A study of a 21-gene test carried out on tumour tissue removed from women with certain types of breast cancer found that it can accurately predict those who will do well with hormone treatment, without the need for chemotherapy.

The test, called Oncotype DX (Genomic Health Inc), measures the expression of 21 genes in paraffin-embedded sections of tumour, and provides the result as a risk of recurrence of breast cancer on a scale from 1 to 100, 1 being the lowest risk. It has been ‘sold as a service’ from the manufacturer’s US accredited laboratory for some years. The test was recommended by the National Institute for Health and Care Excellence (NICE) in September 2013 (after confidential agreement about provision to NHS organisations) to help make decisions about chemotherapy for breast cancer. The recommendation was largely based on retrospective studies comparing clinical outcomes with tests on stored tumours. NICE commented that retrospective studies are associated with increased bias compared with prospective randomised controlled trials.

The first results of an ongoing large multicentre prospective trial of Oncotype DX were published in the New England Journal of Medicine on 19 November 2015. The study involves 10,253 women aged 18 to 75 with early breast cancer whose tumours were hormone receptor positive (likely to respond to hormone treatment) and HER-2 negative (so unlikely to be aggressive) and who had no spread of tumour to glands in the armpit. All patients had tumours that were large or high grade under the microscope or both, and so met established guidelines for chemotherapy.

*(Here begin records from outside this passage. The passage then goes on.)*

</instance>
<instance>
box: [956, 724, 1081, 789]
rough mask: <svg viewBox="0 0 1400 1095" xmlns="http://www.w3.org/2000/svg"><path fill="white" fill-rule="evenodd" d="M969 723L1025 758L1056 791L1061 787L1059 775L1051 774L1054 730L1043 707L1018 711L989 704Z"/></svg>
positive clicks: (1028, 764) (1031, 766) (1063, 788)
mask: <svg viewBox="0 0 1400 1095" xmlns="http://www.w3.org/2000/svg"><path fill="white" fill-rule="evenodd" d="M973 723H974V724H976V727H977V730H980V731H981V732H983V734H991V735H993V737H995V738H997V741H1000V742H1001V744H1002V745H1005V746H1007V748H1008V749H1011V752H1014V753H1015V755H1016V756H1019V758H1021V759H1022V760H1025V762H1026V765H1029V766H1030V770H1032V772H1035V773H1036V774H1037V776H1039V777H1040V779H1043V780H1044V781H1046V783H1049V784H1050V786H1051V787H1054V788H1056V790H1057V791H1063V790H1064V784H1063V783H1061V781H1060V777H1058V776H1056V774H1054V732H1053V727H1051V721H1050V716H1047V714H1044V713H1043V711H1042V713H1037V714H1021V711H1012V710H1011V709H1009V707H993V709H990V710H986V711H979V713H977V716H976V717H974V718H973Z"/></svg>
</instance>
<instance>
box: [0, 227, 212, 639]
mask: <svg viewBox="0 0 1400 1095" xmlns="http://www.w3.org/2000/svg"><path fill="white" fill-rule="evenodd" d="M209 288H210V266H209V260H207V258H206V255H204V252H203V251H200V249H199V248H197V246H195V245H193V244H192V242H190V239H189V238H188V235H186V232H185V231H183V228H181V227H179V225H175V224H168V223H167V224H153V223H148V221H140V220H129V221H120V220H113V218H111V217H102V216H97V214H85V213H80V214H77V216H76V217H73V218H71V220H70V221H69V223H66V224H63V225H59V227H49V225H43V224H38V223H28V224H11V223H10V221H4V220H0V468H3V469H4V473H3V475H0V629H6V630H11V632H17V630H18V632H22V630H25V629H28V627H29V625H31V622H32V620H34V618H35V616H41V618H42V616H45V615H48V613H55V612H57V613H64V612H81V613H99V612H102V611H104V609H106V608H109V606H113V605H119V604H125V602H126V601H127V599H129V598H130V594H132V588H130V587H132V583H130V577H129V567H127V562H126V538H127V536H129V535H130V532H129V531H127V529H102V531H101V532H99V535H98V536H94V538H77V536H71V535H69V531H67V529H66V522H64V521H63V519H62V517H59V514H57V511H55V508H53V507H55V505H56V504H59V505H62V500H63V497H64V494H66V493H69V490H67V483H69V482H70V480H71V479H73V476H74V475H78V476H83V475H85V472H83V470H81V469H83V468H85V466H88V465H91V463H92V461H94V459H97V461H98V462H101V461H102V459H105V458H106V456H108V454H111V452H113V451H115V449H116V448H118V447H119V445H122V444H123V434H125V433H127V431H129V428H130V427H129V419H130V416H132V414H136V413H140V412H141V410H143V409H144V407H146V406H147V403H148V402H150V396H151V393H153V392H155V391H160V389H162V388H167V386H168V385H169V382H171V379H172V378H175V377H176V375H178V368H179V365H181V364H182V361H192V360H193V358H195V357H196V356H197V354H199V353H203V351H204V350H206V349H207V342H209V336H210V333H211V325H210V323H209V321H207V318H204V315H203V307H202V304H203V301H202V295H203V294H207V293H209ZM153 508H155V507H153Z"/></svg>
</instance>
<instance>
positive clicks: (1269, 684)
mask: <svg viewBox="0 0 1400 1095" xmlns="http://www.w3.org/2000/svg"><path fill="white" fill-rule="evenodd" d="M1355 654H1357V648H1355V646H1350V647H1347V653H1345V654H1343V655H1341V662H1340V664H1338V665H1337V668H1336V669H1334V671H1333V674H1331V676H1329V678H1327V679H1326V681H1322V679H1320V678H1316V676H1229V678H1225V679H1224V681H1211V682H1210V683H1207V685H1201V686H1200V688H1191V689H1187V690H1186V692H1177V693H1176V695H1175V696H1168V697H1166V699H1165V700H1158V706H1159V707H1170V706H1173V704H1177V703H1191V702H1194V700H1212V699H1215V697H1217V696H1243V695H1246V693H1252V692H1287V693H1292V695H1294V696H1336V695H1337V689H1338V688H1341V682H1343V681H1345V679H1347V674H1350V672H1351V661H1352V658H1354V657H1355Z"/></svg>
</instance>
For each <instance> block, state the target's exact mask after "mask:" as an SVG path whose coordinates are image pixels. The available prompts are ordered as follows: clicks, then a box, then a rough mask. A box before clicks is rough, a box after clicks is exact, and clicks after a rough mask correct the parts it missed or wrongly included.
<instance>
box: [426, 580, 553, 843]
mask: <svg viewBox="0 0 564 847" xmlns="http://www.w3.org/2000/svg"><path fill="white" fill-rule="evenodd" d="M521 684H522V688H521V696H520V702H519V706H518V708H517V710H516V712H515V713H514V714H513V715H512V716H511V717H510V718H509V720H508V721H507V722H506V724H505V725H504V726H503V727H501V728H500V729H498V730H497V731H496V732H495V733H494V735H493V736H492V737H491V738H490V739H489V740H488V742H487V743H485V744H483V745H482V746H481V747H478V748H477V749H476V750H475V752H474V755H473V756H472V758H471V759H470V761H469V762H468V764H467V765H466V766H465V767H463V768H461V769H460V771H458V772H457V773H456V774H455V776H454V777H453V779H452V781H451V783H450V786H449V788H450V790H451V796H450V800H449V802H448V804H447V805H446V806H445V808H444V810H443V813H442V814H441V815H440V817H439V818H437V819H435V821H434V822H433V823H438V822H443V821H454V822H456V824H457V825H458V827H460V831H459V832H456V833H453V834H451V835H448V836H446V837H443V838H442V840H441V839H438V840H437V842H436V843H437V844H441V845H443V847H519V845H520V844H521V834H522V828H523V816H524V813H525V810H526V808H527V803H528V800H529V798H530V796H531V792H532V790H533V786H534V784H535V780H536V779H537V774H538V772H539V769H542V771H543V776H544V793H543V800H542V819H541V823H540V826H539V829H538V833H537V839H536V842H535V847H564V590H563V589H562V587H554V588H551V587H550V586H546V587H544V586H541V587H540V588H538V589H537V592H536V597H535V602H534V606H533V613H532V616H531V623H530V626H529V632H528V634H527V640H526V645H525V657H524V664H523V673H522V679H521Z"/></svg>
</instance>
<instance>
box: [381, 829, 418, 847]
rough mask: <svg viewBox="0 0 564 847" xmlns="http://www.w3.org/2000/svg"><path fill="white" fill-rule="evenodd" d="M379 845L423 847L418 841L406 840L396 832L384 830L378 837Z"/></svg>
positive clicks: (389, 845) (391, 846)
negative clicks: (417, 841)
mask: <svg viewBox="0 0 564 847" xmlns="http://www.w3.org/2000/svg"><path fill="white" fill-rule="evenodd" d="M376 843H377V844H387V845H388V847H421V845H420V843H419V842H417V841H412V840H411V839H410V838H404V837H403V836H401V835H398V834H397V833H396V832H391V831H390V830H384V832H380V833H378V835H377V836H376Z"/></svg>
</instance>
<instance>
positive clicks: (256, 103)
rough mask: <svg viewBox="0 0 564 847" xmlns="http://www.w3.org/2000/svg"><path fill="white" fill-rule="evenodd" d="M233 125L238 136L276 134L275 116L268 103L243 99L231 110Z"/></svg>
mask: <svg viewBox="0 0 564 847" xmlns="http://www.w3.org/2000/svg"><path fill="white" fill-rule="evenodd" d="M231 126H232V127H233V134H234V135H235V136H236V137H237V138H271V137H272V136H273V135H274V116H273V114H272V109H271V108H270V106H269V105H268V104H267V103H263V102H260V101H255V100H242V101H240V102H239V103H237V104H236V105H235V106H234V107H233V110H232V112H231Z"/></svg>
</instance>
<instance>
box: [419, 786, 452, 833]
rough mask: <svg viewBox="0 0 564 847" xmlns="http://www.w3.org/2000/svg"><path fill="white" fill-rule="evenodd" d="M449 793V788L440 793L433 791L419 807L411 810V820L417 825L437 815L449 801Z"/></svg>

The women were divided into three groups based on their 21-gene test scores. Those with low predicted risk of recurrence scores of 1 to 10 were assigned to hormone treatment only, those with intermediate values of 11 to 25 were randomly assigned hormone treatment plus chemotherapy or hormone treatment only, and those with high risk values over 25 were assigned both treatments. The research is funded by the US National Cancer Institute and others.

The early New England Journal of Medicine report is limited to 1,626 women, 16% of the total, who were predicted to be at low risk and received only endocrine treatment. After five years 98.7% were free from recurrence of breast cancer and 99.3% were free from recurrence of breast cancer at a distant site (metastatic disease). Lead author Professor Joseph A. Sparano commented that the findings provide the highest level of evidence supporting expert-derived clinical practice guidelines which have recommended Oncotype DX in patients with early stage hormone receptor-positive breast cancer.

The results of the prospective randomised controlled trial in the intermediate group of women will be of the greatest clinical importance and are awaited with interest. As mandated by the study protocol, the data safety monitoring board of the trial continues to monitor outcomes in these patients.